Yeah, the next post (I think Wednesday or something) I’ll look at how he tells Timothy the do the work of a Gospel Applier.

You know that’s interesting. I’ve been thinking about the idea and Philippians 1:5 came to mind. It says that the Philippians were participators in the Gospel “from the first day until now” (NASB). Is that merely talking about evangelism there, or do you think there is a broader application to being a Gospel participator?
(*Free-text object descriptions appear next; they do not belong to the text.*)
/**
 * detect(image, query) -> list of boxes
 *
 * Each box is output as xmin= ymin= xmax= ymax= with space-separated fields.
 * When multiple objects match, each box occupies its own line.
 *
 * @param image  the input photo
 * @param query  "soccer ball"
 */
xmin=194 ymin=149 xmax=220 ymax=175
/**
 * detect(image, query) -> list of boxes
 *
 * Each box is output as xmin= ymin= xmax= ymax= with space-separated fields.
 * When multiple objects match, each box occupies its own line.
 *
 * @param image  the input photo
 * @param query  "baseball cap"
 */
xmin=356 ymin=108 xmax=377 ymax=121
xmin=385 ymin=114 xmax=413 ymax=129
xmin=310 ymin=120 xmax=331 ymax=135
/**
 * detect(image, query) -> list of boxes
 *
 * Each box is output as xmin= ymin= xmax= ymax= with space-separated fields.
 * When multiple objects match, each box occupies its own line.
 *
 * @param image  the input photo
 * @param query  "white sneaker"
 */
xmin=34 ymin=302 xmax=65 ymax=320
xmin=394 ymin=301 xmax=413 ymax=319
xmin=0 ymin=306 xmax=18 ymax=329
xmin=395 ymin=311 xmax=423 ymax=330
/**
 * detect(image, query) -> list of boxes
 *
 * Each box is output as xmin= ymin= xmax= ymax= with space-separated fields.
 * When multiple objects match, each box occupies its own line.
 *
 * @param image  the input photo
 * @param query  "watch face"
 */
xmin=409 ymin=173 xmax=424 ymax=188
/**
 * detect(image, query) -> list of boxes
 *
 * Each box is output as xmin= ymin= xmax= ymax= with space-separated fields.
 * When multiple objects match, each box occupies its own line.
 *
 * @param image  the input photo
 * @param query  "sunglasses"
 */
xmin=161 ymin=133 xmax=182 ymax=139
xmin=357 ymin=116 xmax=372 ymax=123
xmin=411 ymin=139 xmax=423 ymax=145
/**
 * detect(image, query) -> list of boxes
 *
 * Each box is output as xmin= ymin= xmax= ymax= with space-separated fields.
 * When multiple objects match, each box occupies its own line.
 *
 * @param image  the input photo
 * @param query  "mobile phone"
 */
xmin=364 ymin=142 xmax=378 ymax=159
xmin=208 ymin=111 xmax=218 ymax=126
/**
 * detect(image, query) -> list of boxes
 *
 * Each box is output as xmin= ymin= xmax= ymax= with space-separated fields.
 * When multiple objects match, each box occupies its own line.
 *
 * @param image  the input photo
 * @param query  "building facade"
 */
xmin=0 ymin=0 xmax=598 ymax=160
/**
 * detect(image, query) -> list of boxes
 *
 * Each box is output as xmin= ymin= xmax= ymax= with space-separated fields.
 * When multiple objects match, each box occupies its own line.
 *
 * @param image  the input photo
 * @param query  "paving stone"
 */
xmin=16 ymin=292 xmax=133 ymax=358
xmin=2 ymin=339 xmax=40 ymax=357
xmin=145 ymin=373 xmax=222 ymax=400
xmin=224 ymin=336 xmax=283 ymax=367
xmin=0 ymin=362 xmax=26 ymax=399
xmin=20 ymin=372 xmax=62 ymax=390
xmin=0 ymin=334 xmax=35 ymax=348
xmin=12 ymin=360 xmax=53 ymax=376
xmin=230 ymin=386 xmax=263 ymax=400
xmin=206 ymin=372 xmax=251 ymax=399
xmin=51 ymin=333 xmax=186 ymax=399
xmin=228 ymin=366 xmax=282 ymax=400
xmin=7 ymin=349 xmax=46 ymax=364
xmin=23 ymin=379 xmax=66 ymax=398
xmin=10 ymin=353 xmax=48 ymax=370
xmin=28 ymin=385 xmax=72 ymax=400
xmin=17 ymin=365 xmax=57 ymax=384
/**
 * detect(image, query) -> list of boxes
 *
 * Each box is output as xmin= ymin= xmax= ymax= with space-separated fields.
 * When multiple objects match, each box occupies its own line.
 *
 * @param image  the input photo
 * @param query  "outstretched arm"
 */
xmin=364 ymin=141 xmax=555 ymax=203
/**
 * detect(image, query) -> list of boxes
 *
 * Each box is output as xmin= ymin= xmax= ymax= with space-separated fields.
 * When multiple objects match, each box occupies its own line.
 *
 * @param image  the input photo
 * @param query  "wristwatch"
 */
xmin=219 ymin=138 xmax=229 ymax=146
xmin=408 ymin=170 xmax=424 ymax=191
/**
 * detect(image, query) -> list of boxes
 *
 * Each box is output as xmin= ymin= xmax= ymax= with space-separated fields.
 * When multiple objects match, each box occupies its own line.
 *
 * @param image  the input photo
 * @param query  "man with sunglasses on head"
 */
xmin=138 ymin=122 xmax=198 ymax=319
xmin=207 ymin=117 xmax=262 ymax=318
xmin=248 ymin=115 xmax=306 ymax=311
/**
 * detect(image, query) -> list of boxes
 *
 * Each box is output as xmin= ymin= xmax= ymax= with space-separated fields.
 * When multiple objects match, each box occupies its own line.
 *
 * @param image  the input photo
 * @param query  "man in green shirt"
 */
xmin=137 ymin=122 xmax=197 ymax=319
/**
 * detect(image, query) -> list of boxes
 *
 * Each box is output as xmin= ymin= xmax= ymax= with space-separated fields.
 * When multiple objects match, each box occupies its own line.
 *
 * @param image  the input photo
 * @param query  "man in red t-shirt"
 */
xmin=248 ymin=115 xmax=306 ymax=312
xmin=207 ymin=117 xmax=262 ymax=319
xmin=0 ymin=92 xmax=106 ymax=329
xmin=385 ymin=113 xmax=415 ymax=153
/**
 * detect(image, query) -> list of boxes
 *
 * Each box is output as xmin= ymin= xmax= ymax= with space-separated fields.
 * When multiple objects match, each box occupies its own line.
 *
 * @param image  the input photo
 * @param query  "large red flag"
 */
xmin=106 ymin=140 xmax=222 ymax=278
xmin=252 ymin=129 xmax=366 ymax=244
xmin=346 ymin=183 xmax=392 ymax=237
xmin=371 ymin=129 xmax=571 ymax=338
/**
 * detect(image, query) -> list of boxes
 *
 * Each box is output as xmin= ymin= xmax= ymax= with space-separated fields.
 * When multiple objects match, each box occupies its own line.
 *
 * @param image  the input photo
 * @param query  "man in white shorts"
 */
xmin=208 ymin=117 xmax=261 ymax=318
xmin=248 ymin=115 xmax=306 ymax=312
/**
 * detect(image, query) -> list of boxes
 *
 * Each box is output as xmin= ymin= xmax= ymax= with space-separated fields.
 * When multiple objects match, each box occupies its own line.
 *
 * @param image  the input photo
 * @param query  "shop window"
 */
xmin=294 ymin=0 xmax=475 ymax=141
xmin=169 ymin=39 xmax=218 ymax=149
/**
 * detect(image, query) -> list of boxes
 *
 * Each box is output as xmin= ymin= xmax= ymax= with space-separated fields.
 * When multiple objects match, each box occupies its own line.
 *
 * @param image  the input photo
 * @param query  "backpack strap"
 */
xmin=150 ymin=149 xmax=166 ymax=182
Oh totally broader application to being a Gospel participator than mere evangelism. Paul’s view of corporate solidarity is pretty amazing. So, for example, he’ll say in Colossians that his current sufferings are filling up the remainder suffering of Christ. This is a similar thing going on in Philippians where the church at Phillipi has been active in the Gospel with Paul not only in preaching but in suffering. So their gift (which costs them something) is active participation in grace. Their tears as Paul is in prison, is the pain of a body that is feeling it throughout the members: and that body is Christs. They’re living the Gospel with Paul in which Christ was to suffer in his body: and that suffering continues (in some sense) with the persecution of the Church promised by Christ himself.

So it’s mind-blowingly huge when Paul points that out. It’s as if their lives and Paul’s are cross-shaped because of their solidarity with Paul in Christ. HUGE! And extremely great observation.